As Maya's health deteriorated over the next seven years—she would eventually suffer three strokes and a heart attack—Kosins became consumed with her care. He broke off a relationship with an actress he was seeing in New York City. By 1987 all other work had stopped. He lived off his savings and royalties and wound up spending thousands of dollars on Maya's illness. "To me, caring for her near the end was no different than if my mother had lived and become infirm," he says.
Not everyone understood. Family members and friends became concerned about him. "They'd say, 'Put her to sleep. Get on with your life,' " says Kosins. "I'd say, 'Don't make me feel like I'm crazy for doing what I know is right.' " On Dec. 5, 1988, Maya woke up during the afternoon but couldn't lift her head. For the next several hours, Kosins soothed her by stroking her face and singing "Sweet Sixteen," his favorite Al Jolson song. "When she died, I swear something happened to the air," he says. "The atmosphere changed. It was almost as if I could feel her soul leave her."
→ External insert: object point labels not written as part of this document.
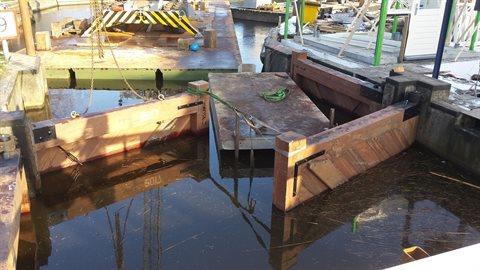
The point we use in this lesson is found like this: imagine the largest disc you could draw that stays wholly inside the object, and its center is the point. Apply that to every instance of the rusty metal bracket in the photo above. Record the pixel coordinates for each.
(189, 105)
(301, 162)
(43, 134)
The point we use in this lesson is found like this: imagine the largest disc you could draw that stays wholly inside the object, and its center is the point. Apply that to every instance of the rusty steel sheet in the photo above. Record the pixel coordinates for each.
(295, 113)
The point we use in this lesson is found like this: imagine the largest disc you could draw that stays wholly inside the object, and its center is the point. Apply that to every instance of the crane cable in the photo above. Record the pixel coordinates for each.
(97, 20)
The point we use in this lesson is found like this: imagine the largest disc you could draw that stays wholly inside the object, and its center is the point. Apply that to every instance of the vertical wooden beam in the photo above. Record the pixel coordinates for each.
(296, 56)
(288, 150)
(27, 27)
(22, 130)
(199, 120)
(403, 45)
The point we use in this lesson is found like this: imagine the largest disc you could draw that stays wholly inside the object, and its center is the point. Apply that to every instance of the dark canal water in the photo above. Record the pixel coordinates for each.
(172, 206)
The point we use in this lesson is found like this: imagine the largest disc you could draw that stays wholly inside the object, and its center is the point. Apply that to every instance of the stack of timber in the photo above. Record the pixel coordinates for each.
(66, 142)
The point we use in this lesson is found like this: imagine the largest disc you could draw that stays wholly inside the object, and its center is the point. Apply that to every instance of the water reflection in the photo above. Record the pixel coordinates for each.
(167, 206)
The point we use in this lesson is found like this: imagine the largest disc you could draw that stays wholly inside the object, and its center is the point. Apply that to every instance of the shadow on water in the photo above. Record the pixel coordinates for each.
(169, 206)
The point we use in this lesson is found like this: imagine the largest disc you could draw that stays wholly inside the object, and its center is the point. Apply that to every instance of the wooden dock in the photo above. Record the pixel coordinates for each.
(386, 124)
(62, 143)
(143, 54)
(297, 112)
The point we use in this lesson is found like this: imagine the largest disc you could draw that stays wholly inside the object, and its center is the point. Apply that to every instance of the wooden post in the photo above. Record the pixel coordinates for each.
(199, 120)
(27, 27)
(403, 45)
(296, 56)
(210, 38)
(288, 150)
(381, 30)
(22, 130)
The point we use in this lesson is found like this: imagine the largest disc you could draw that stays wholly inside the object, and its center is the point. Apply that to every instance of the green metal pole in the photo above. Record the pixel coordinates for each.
(450, 22)
(395, 18)
(474, 36)
(287, 16)
(302, 14)
(380, 32)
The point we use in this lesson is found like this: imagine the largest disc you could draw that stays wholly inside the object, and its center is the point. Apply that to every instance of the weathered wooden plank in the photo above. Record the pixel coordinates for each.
(335, 155)
(295, 113)
(114, 131)
(328, 82)
(116, 120)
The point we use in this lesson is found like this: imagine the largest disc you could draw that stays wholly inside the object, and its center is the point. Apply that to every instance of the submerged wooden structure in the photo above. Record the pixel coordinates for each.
(386, 124)
(65, 142)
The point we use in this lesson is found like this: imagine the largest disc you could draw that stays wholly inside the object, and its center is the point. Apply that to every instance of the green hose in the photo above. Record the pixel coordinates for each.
(275, 96)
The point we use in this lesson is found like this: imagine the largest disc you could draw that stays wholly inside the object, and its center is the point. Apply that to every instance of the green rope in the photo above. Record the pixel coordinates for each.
(249, 119)
(275, 96)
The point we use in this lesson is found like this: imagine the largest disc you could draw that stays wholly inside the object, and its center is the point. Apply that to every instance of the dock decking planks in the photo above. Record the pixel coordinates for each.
(296, 113)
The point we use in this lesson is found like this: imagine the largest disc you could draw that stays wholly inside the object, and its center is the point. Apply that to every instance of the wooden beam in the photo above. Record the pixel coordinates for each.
(331, 85)
(306, 167)
(117, 130)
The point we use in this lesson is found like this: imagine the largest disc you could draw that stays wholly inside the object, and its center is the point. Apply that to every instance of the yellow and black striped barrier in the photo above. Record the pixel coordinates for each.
(167, 18)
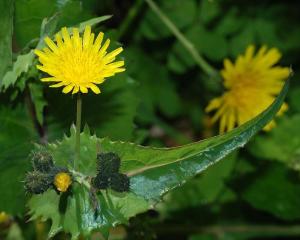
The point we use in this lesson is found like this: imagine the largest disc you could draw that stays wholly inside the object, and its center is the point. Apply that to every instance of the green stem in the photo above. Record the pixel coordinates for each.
(78, 128)
(132, 13)
(205, 66)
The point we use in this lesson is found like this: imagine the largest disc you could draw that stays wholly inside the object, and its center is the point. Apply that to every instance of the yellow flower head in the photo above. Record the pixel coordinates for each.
(4, 217)
(251, 84)
(62, 181)
(78, 63)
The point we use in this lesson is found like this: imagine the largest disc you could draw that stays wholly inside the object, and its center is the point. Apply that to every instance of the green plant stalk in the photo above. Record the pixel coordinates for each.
(78, 127)
(132, 13)
(205, 66)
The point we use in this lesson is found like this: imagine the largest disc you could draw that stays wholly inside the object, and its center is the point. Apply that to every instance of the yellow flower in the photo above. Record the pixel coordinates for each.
(3, 217)
(62, 181)
(78, 63)
(251, 84)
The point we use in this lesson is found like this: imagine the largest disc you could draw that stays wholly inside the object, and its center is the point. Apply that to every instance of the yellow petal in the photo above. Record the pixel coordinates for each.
(94, 88)
(86, 36)
(51, 44)
(75, 90)
(66, 35)
(68, 88)
(83, 89)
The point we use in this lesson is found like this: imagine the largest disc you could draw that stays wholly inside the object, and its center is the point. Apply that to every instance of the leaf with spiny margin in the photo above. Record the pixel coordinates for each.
(153, 172)
(16, 135)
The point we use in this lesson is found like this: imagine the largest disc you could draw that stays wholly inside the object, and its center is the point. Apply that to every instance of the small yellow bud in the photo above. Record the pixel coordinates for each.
(62, 181)
(4, 217)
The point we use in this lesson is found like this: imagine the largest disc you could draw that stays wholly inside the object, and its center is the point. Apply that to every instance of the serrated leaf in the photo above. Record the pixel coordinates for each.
(275, 191)
(16, 136)
(6, 19)
(20, 66)
(209, 43)
(209, 10)
(28, 18)
(36, 91)
(153, 172)
(201, 190)
(281, 144)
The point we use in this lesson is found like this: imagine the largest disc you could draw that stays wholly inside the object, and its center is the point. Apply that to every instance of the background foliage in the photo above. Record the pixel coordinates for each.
(159, 101)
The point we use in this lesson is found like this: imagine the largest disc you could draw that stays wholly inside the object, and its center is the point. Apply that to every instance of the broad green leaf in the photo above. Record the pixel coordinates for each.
(230, 23)
(281, 144)
(201, 190)
(109, 114)
(275, 191)
(6, 19)
(153, 172)
(181, 13)
(241, 40)
(163, 95)
(37, 96)
(16, 136)
(21, 65)
(28, 18)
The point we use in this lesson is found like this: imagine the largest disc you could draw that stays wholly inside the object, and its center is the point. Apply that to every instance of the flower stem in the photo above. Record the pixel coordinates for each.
(78, 127)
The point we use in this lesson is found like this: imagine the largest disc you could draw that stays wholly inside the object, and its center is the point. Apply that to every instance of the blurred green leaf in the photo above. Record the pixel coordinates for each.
(6, 19)
(148, 73)
(281, 144)
(202, 190)
(28, 18)
(209, 43)
(275, 191)
(181, 13)
(21, 65)
(266, 33)
(209, 10)
(37, 96)
(16, 137)
(294, 99)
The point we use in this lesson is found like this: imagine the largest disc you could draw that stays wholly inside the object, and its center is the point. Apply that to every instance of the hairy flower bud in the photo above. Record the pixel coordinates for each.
(37, 182)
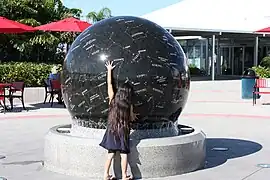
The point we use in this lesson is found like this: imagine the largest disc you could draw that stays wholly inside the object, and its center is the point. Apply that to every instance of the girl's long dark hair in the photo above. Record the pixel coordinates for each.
(119, 110)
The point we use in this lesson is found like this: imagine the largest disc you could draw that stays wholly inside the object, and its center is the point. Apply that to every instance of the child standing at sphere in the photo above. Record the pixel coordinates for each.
(116, 137)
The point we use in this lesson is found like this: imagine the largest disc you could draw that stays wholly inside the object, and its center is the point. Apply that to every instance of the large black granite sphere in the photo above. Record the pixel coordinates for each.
(145, 55)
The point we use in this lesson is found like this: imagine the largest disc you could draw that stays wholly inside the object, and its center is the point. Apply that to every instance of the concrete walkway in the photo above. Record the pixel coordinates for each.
(216, 107)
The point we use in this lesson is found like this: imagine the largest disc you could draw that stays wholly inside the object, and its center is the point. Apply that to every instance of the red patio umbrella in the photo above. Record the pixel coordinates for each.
(264, 30)
(66, 25)
(9, 26)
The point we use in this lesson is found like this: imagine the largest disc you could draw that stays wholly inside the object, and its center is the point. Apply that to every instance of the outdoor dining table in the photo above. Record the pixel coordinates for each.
(3, 87)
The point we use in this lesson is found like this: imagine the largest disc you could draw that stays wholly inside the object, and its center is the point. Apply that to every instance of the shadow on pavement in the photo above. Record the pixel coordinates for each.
(217, 78)
(48, 105)
(235, 148)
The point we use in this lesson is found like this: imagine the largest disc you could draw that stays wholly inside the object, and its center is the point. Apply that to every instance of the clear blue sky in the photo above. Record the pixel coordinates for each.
(120, 7)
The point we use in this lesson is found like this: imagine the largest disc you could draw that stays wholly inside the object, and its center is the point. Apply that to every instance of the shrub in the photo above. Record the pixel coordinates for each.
(265, 62)
(262, 72)
(32, 74)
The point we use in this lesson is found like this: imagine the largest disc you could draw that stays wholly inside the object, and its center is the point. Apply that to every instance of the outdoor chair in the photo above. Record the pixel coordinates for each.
(16, 91)
(2, 98)
(48, 90)
(260, 84)
(55, 86)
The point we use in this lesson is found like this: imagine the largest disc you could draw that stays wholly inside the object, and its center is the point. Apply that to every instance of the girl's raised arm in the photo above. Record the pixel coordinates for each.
(109, 66)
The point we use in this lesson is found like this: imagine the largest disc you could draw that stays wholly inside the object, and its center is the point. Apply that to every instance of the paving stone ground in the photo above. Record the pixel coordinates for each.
(215, 107)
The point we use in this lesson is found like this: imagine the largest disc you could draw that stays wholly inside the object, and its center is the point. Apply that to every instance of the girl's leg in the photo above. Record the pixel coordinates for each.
(108, 166)
(124, 164)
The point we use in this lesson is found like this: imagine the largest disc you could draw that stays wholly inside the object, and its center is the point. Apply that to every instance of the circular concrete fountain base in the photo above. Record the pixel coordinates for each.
(74, 155)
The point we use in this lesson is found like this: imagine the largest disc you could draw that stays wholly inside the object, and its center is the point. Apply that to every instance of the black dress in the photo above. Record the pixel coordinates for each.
(114, 143)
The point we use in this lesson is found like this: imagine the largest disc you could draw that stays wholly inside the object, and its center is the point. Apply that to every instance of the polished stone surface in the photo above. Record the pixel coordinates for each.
(144, 53)
(149, 158)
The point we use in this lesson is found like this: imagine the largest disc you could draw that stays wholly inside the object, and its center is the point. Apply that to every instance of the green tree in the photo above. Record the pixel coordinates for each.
(37, 46)
(100, 15)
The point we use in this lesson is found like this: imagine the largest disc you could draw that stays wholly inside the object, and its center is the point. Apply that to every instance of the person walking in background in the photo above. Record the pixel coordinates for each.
(116, 137)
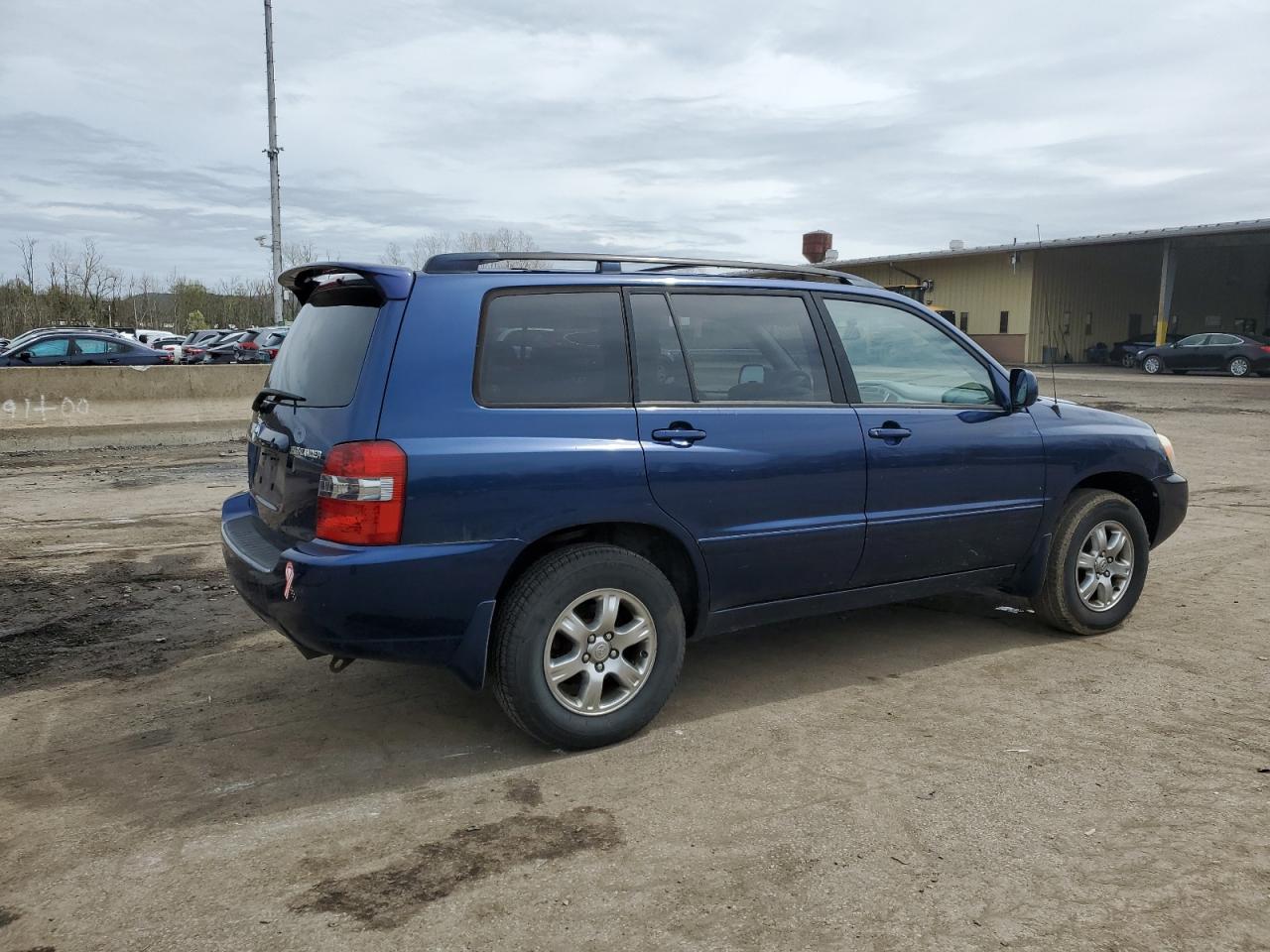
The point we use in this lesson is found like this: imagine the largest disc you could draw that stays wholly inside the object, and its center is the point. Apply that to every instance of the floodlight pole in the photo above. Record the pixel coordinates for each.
(272, 151)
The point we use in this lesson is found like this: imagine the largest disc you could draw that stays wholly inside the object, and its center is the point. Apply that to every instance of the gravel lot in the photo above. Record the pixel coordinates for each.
(935, 775)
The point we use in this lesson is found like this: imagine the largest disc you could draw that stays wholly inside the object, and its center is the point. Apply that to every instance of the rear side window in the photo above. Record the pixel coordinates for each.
(326, 347)
(661, 371)
(91, 345)
(54, 347)
(751, 348)
(550, 349)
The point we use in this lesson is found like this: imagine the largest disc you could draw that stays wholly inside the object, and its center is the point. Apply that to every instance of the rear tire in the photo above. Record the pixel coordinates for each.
(1238, 367)
(548, 620)
(1072, 561)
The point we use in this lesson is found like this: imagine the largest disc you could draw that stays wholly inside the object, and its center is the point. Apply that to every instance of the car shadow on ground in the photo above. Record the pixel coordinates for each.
(257, 730)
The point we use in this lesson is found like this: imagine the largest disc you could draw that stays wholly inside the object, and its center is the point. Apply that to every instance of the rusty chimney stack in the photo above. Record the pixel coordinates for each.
(816, 245)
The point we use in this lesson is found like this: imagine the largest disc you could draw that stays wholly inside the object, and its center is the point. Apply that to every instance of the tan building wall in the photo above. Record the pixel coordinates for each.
(1074, 298)
(1080, 296)
(979, 286)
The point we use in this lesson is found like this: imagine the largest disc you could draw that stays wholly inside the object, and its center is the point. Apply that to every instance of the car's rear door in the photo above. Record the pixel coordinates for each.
(1219, 349)
(748, 440)
(956, 483)
(50, 352)
(1189, 353)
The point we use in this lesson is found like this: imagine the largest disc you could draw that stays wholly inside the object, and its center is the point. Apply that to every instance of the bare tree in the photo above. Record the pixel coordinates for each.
(26, 246)
(393, 254)
(298, 253)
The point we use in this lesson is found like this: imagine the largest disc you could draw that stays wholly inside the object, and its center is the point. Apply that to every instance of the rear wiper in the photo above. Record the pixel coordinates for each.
(272, 397)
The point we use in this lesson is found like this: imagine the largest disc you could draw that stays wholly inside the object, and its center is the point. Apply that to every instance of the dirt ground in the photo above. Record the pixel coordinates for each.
(943, 774)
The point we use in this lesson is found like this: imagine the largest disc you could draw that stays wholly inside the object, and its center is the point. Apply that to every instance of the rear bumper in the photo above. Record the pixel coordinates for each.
(429, 604)
(1174, 494)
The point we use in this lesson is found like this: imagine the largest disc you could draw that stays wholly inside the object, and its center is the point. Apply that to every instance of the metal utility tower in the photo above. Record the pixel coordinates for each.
(272, 151)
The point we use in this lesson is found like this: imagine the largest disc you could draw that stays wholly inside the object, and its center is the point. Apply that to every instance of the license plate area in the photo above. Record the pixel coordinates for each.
(268, 484)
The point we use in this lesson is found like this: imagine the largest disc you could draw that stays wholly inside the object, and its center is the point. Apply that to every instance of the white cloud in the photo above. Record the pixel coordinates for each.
(721, 128)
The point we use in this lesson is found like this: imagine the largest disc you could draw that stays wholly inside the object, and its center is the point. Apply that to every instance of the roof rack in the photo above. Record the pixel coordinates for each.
(471, 262)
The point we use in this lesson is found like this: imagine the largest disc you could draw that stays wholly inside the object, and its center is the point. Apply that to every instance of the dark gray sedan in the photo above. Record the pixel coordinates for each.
(1238, 354)
(81, 349)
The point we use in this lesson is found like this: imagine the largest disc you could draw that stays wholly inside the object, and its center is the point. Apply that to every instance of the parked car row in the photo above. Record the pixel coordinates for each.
(1125, 352)
(73, 347)
(227, 345)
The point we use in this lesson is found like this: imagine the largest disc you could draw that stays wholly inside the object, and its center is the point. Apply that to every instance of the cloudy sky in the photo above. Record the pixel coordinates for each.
(721, 128)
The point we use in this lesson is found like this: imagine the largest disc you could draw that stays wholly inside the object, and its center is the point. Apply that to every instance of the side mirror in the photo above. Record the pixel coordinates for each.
(1024, 389)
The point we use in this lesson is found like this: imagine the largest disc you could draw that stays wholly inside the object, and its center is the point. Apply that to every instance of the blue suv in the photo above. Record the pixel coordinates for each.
(553, 471)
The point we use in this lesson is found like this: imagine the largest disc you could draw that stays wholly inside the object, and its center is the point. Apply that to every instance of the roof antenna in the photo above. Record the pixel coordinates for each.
(1049, 335)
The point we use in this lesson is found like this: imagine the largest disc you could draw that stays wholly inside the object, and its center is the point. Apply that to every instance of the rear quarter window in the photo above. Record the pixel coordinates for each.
(552, 349)
(326, 347)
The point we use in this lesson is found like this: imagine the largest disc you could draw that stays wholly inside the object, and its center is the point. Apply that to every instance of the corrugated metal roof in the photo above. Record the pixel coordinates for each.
(1225, 227)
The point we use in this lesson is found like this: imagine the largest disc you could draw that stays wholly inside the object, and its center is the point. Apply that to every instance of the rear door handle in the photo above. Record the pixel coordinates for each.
(679, 435)
(890, 431)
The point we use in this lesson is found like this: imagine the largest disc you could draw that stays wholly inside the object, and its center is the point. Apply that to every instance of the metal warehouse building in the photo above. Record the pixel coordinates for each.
(1070, 294)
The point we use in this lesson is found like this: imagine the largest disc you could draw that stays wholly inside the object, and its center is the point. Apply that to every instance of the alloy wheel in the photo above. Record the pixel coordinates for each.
(1103, 566)
(599, 652)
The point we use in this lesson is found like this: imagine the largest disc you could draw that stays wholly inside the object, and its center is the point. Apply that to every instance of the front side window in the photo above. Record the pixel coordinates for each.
(751, 348)
(553, 349)
(54, 347)
(901, 358)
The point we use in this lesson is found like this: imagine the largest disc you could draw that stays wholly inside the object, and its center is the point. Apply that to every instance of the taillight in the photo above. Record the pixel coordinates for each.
(361, 494)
Kosins has no regrets about the time he devoted to Maya. His career is thriving again—he gives concerts and is working on three new book projects—and in 989, he began dating Joyce Jerow, 47, a homemaker and former teacher he met at a concert. "I didn't think it was strange," says Jerow, recalling her reaction to the first time Kosins talked to her about Maya. "How can you judge someone's emotions?"
Although Kosins hasn't got another dog, he is beginning to consider it. "I still think part of what I had with Maya is preventing me," he says. "It's not fair yet to bring so much of one relationship to a new one. In many ways, I feel like Maya is still here with me."